Can this be fixed? Yes, of course, more hacks can be added into the SDP to avoid this issue. And the most brilliant minds in the WebRTC ecosystem can spend valuable time debating the best way to standardize these hacks (just check the hyper long “BUNDLE nightmare when first media section becomes inactive” thread above).
When SDP was about simple bidirectional audio it was just fine.

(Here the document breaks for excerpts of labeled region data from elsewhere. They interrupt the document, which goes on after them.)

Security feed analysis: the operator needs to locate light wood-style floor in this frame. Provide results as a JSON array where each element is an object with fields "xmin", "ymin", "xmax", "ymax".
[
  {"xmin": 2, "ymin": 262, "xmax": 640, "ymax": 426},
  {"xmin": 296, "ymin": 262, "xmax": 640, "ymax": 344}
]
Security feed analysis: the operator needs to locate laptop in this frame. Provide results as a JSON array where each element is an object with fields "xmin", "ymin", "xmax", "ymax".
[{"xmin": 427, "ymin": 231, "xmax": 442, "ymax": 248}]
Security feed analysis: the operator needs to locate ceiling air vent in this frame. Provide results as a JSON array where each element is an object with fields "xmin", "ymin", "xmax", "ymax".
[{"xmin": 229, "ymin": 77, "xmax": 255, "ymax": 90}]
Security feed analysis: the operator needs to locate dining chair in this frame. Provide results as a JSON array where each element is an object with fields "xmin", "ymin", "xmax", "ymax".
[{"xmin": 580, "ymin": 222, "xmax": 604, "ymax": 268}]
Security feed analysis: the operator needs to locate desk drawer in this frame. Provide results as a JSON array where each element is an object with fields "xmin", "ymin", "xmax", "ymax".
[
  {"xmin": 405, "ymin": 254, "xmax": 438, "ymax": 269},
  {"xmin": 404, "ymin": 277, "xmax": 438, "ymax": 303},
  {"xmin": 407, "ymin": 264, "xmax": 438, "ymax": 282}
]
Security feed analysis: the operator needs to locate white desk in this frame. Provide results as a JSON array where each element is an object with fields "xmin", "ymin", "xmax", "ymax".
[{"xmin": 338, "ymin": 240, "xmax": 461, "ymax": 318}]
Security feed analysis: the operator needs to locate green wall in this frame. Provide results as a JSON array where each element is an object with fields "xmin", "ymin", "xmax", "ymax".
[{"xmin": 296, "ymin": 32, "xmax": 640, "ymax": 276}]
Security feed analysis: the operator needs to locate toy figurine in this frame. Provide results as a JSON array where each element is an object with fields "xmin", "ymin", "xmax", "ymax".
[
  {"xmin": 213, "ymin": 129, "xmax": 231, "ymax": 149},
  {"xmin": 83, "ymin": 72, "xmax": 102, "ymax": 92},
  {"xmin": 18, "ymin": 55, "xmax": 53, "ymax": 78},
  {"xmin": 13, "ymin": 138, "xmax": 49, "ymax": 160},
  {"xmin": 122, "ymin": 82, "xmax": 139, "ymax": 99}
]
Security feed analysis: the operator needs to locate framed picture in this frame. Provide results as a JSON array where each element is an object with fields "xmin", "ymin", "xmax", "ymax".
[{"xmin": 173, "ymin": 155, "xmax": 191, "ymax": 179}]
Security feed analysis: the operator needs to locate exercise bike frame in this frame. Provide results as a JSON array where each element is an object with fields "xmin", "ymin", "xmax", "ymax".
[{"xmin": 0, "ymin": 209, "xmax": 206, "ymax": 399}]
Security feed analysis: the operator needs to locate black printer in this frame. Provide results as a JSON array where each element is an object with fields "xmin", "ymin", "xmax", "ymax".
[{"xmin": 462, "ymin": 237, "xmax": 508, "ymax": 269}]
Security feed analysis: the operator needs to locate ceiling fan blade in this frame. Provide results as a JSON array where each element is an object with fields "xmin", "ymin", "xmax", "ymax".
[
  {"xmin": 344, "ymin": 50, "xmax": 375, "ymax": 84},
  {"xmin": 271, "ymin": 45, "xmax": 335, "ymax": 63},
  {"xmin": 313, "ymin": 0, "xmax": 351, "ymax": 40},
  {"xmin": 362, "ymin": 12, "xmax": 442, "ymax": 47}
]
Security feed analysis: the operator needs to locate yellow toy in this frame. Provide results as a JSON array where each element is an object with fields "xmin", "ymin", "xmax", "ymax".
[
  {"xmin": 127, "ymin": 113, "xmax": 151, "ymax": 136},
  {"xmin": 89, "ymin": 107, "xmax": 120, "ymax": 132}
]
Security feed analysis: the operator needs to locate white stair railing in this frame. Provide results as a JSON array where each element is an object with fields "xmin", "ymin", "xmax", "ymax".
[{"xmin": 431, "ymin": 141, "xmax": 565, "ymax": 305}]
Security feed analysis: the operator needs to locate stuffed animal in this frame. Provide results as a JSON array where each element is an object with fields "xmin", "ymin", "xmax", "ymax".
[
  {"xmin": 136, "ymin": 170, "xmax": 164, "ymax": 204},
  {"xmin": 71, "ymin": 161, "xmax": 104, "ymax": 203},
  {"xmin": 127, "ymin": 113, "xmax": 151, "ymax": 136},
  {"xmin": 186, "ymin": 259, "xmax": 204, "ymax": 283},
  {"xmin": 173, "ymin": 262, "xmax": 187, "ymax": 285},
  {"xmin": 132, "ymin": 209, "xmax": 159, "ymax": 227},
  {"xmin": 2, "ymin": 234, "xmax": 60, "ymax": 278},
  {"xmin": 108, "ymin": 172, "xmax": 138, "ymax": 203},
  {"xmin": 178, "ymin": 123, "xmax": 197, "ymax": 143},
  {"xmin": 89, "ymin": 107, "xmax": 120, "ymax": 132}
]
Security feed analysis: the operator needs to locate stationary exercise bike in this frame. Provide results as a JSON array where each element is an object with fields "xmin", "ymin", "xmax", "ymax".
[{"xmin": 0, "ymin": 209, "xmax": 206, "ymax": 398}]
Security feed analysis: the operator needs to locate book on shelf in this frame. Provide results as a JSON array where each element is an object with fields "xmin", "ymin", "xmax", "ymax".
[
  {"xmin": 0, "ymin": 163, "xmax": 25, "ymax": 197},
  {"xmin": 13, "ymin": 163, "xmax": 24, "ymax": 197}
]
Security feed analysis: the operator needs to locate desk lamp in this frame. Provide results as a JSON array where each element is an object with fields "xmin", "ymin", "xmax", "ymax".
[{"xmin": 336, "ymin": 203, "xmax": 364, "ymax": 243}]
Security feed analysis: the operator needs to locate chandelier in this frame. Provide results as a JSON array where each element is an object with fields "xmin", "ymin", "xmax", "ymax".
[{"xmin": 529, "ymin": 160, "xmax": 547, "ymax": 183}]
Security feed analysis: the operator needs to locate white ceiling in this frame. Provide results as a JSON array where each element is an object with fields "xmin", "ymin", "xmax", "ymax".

But nowadays SDP is unsustainable.
Really!?!
This is insane. We don’t need it. We don’t need this kind of problems originated by the usage of a legacy media description format (the SDP). Even more, we don’t deserve a JavaScript API that conforms to the anatomy of the SDP (hello RTCTransceiver). We just need an API to send and an API to receive (along with the ability to establish a connection or transport), nothing else.
{“author”: “Iñaki Baz Castillo“}
Eugene says
I feel the pain behind every line here, as i have already traped almost all issues mentioned here. Thanks for the great article!
Andrew says
Firefox has been pretty unpredictable when it comes to processing streams with no audio. Anyway thanks for the round-up!